Ms. Can visited a motor factory, where the production line displayed a dazzling array of motors with various structural designs. Her companion, Xiao Q, was full of questions, asking Ms. Can many questions related to structural selection, such as: Why do some motors have windows but no fans? What is the purpose of the caps on top of some motors? Today, we'll discuss the structure and operating conditions of motors.
The choice of motor structure is closely related to the motor's operating conditions, directly affecting the motor's output power per unit volume, operational reliability, and economy.
Evolution of motor structure
The structure of electric motors has evolved into the diverse and functionally refined structures we see today, undergoing a series of processes including application, expanded application, and specialized application to adapt to actual working conditions.
Initially, motors lacked any structural components to prevent foreign objects from entering. However, as applications shifted from protected indoor to outdoor settings, these shortcomings became apparent, leading to the adoption of fully enclosed motors. With the rapid expansion of motor applications and the increase in motor capacity and speed, protective motors emerged. In applications where there is no dust but only a risk of water droplets, enclosed motors were no longer necessary, and shielded protective motors were used instead. Due to the role of ventilation in motor manufacturing and its impact on the effective consumption of various motor components, simple open-type and protected self-ventilated motors appeared. The specific nature of applications and operating conditions necessitates the use of explosion-proof motors, submersible motors, and submersible oil motors.
Motor operating conditions
Across the entire technology spectrum, electric motors are used in metal processing, wood processing, agriculture, ferrous or non-ferrous metal smelting, hydropower or thermal power generation, pumping equipment, mining, and sea, land, and air transportation. Possible operating locations include:
● It is sheltered, and the air in the location does not contain any corrosive or explosive gases, such as a machine shop.
● There is cover, and water droplets or small objects (fragments, small parts, etc.) may fall on the machine, such as in a factory metal processing workshop.
● It is well-concealed, and fibrous dust can easily enter the motor, such as in the textile section of a textile factory.
● It is shielded and contains acidic, alkaline, or chemically reactive gases.
● A concealed mixture or gas of explosive gases.
● In mines containing gas, there is a risk of explosion. Motors sometimes operate in locations that are frequently moved and difficult to access.
●Open-air venues, especially by the sea.
●The ship has concealed internal buildings.
●Open to the elements, in bad weather, and on ship decks where seawater splashes.
●Deep water.
●Airplane.
Mechanical protection of motors
Different operating locations or conditions require various protection methods for motors. The mechanical protection structures of motors can be categorized as follows:
● Open-type motors do not have special protection devices for the live parts and rotating parts, but the part with the fan must be fitted with a protective net.
●Drip-proof motors have a protective cover installed on top of the live parts, usually over openings where something might fall into the motor.

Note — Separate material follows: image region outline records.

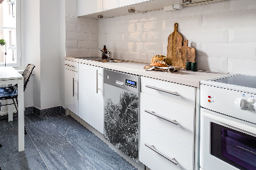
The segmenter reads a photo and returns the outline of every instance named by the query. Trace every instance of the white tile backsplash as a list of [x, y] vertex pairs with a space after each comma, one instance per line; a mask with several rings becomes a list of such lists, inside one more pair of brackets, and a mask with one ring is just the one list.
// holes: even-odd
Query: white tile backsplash
[[145, 52], [124, 51], [124, 58], [130, 61], [147, 63], [148, 61], [148, 54]]
[[200, 70], [222, 73], [228, 72], [227, 58], [196, 56], [196, 62]]
[[77, 40], [67, 40], [66, 45], [68, 49], [77, 49]]
[[256, 43], [256, 27], [237, 27], [228, 28], [228, 42]]
[[67, 16], [67, 55], [101, 56], [97, 49], [106, 45], [114, 58], [150, 63], [154, 56], [166, 55], [168, 37], [177, 22], [183, 40], [196, 49], [199, 70], [255, 74], [255, 0], [99, 20]]
[[184, 7], [180, 10], [180, 17], [186, 17], [189, 16], [221, 13], [228, 12], [228, 10], [229, 1], [228, 0], [216, 3]]
[[256, 59], [228, 59], [228, 72], [256, 76]]
[[77, 25], [77, 32], [98, 34], [98, 26], [87, 26], [87, 25]]
[[178, 31], [184, 29], [194, 29], [202, 28], [202, 15], [166, 19], [163, 20], [163, 30], [174, 31], [174, 24], [178, 23]]
[[79, 49], [98, 49], [97, 42], [78, 41]]
[[136, 42], [135, 51], [162, 53], [162, 42]]
[[134, 42], [115, 42], [115, 50], [124, 50], [124, 51], [134, 51]]
[[228, 42], [228, 28], [181, 30], [183, 38], [196, 42]]
[[256, 9], [255, 0], [230, 0], [230, 12]]
[[89, 40], [89, 34], [84, 33], [67, 32], [67, 40]]
[[256, 26], [256, 10], [203, 15], [202, 28]]
[[66, 16], [66, 56], [98, 56], [98, 21]]
[[207, 57], [256, 59], [256, 43], [202, 43]]

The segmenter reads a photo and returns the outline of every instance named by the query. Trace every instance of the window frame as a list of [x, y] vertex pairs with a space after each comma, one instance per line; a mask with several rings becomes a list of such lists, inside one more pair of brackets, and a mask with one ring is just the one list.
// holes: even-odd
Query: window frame
[[[0, 29], [8, 29], [12, 30], [15, 30], [16, 33], [16, 47], [15, 52], [16, 54], [16, 63], [6, 63], [6, 66], [13, 66], [17, 69], [22, 69], [22, 63], [24, 61], [22, 58], [22, 52], [23, 51], [24, 44], [24, 0], [15, 0], [14, 5], [14, 15], [16, 19], [16, 27], [8, 27], [0, 26]], [[0, 63], [0, 66], [4, 66], [4, 63]]]

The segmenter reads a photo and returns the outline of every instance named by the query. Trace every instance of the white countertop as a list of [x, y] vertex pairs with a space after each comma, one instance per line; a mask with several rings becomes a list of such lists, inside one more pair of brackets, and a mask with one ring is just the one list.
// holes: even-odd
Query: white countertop
[[64, 59], [166, 81], [195, 88], [200, 88], [200, 82], [201, 81], [228, 75], [227, 73], [214, 73], [205, 71], [187, 71], [186, 69], [181, 69], [180, 72], [175, 72], [173, 73], [163, 72], [161, 71], [145, 71], [143, 69], [143, 66], [147, 65], [147, 63], [136, 61], [124, 63], [100, 63], [95, 61], [76, 58], [75, 57], [65, 57]]
[[12, 66], [0, 67], [0, 79], [1, 81], [19, 79], [23, 79], [23, 76]]

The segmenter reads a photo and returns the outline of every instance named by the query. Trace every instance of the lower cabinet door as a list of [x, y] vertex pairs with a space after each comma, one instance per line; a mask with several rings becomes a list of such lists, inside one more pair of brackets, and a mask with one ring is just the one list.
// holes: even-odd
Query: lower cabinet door
[[103, 134], [103, 68], [79, 63], [79, 116]]
[[65, 105], [78, 115], [78, 73], [65, 69]]
[[193, 169], [193, 150], [145, 125], [140, 127], [140, 162], [152, 170]]

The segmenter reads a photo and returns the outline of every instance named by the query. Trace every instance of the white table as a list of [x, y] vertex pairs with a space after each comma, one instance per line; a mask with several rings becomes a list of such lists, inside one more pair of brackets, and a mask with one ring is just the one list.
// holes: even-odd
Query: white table
[[12, 66], [1, 66], [0, 67], [0, 85], [9, 84], [12, 84], [13, 85], [18, 84], [19, 151], [22, 151], [24, 150], [24, 102], [23, 76]]

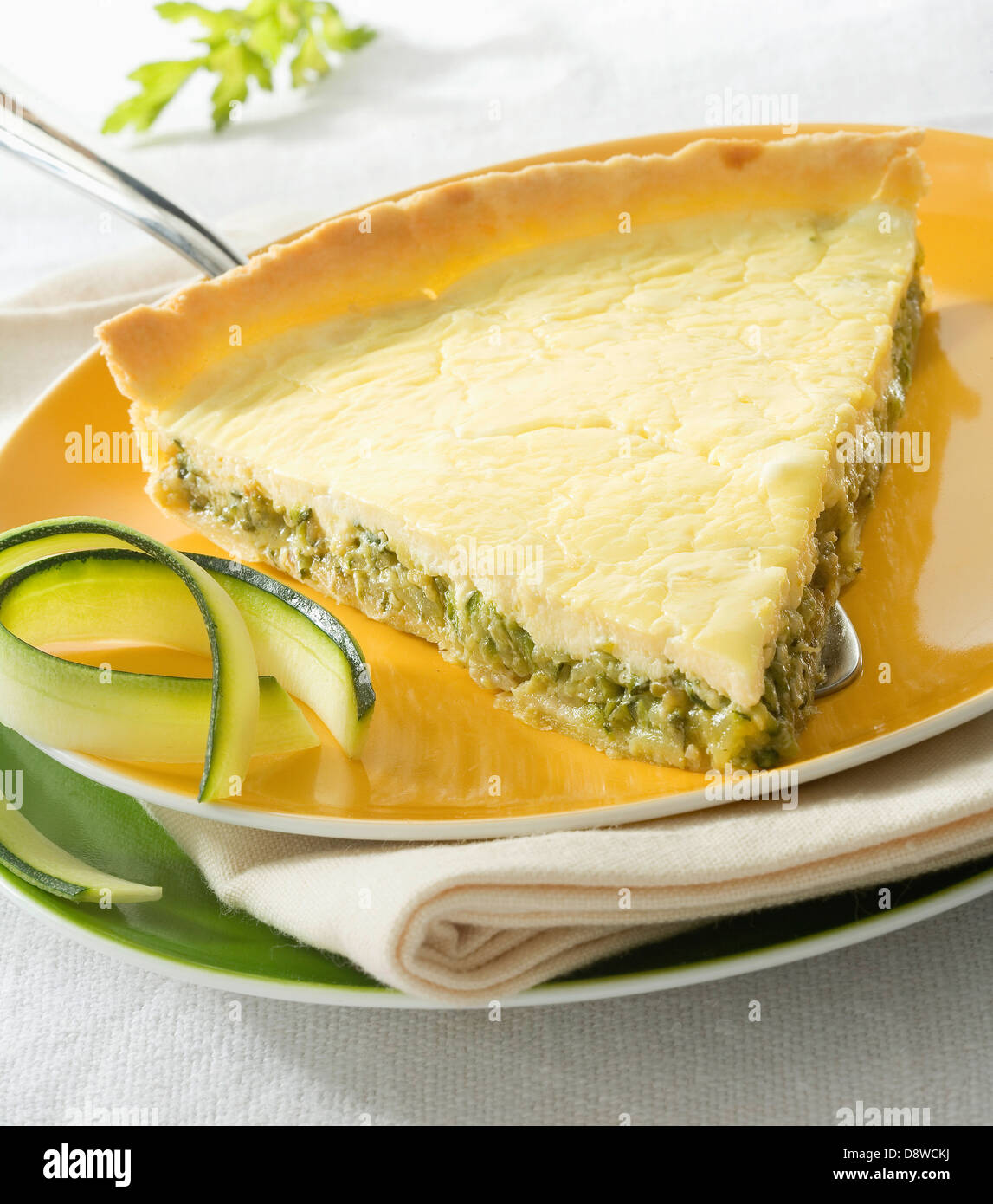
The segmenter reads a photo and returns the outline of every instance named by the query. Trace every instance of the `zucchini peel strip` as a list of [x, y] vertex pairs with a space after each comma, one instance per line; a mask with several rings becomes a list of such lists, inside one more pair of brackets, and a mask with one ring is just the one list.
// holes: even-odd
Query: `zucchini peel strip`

● Protective motors have special protective devices to prevent objects from entering the motor. These motors are not protected against dust, moisture, and gases. Most protective motors are equipped with fans for added protection and to prevent dripping.
The enclosed motor is enclosed on all sides (but not sealed) to prevent outside air from entering.
● A drip-proof and splash-proof motor is equipped with a device to prevent water droplets and water flow from any direction from entering the motor.
● Explosion-proof motors prevent the internal gas from exploding and being transmitted to the outside gas, and are designed for isolation explosion protection or explosion isolation; those that adopt special and stricter electrical and mechanical safety explosion protection measures are classified as increased safety explosion-proof motors.
● For enclosed slip ring type motors, the rotor slip rings are housed in a specially sealed box. In this case, unless otherwise specified in the ordering technical conditions, the slip ring protection should not be lower than the protection of the motor itself; typically, the slip ring protection has a higher level.
●The sealed motor body is tightly sealed, so moisture will not penetrate even if the motor is immersed in water for 4 hours.
Mechanical protection extension
Many protective motors with openings for heat exchange with the outside air can have their opening shielding easily converted into the following protection methods:
●Drip-proof type;
●Prevents water spray from tilting at 30° to the horizontal plane;
● Enclosed motor designed to protect against water spray from any direction and ventilation via ducts beneath the base. For motors with relatively low total production volume, although the manufacturing of individual components is more complex, the actual production efficiency is higher and the performance is more perfectly suited to different applications.
The impact of mechanical protection on motors
Various types of protective structures are closely related to the ventilation and heat dissipation of motors, especially for large-size, high-capacity motors. The larger the capacity, the more serious the heat dissipation and cooling problem becomes, and the ventilation system and mechanical protection structure must be carefully selected.